|Ph.D Student||Rozenfeld Stas|
|Subject||Improving Model Estimation via Statistical Tools in|
|Department||Department of Industrial Engineering and Management||Supervisors||Professor Ilan Shimshoni|
|Professor Michael Lindenbaum|
|Full Thesis text|
Noise and outliers in the input to computer vision applications tend to damage the results and can even render them useless. In our work we suggest an approach to reduce the severity of these phenomena. The improvement is achieved by applying appropriate statistical tools. Two well known general computer vision tools are considered for testing the approach, robust regression and epipolar geometry estimation.

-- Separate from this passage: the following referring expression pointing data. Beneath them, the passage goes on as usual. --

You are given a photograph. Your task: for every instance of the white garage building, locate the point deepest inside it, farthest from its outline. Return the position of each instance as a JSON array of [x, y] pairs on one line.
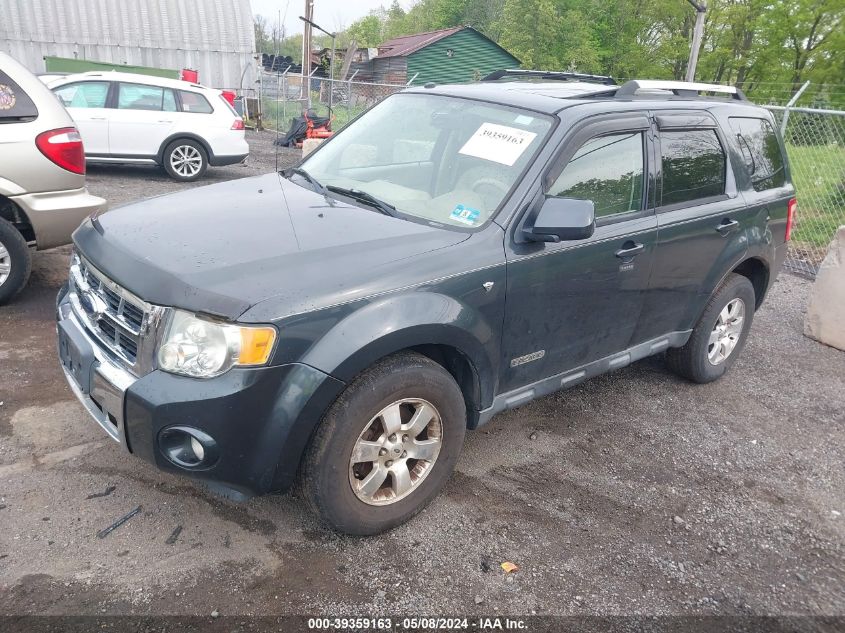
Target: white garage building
[[215, 37]]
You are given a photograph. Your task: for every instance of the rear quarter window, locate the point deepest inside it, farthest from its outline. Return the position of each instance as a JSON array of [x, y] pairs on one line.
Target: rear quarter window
[[15, 105], [195, 102], [761, 152]]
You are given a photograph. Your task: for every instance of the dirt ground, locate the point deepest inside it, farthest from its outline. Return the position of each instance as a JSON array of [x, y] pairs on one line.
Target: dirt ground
[[635, 493]]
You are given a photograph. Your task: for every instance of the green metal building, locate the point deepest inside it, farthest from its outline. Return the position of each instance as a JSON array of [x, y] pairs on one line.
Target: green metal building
[[455, 55]]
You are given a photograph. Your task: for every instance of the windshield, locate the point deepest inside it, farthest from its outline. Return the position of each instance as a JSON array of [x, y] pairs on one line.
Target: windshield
[[440, 159]]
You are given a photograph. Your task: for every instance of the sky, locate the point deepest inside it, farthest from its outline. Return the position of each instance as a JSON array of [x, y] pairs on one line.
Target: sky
[[332, 15]]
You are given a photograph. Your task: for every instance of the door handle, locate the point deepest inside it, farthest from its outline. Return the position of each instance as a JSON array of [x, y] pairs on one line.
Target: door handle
[[630, 249], [727, 226]]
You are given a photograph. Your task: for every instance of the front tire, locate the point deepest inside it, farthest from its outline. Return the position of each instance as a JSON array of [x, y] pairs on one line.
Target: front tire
[[386, 447], [15, 261], [720, 334], [185, 160]]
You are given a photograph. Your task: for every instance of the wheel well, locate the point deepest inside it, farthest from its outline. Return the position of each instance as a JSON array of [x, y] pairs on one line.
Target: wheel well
[[758, 274], [184, 137], [15, 216], [462, 371]]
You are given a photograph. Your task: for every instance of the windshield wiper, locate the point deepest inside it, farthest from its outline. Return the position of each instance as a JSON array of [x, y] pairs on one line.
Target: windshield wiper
[[367, 198], [320, 187]]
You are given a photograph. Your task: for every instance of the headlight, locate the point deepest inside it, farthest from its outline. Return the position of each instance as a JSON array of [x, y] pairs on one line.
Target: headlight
[[203, 349]]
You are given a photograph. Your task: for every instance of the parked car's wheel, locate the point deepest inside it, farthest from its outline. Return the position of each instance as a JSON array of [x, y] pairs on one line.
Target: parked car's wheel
[[386, 446], [185, 160], [15, 261], [719, 335]]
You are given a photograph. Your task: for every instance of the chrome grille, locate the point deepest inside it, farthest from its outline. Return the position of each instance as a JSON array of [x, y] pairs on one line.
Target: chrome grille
[[113, 314]]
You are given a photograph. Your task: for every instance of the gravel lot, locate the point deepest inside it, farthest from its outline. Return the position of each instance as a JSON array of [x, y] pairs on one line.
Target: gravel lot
[[635, 493]]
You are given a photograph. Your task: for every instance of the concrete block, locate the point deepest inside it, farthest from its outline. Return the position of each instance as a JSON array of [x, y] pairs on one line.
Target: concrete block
[[310, 144], [825, 319]]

A relatively new specific task of the three dimensional mirroring surface recovery is considered for testing purpose as well. The approach includes the following steps: 1) In each considered problem the results are obtained through optimization; 2) the cost function of the optimization problem is modified into a likelihood function form, causing it to reflect correctly the statistical properties of the data corruption; 3) the corresponding (maximum likelihood) problem is then solved. An additional improvement is achieved in the three dimensional mirroring surface recovery process by utilizing robust regression and a statistically valid heteroscedastic approach. In this process a dense depth map is built based only on a sparse set of initial points and using one dimensional homographies. For all the considered problems the performance improvement is verified using experiments on real data. In the experiments the three dimensional dense shape of real mirroring objects was recovered, the epipolar geometry was estimated from noisy data and in the presence of outliers.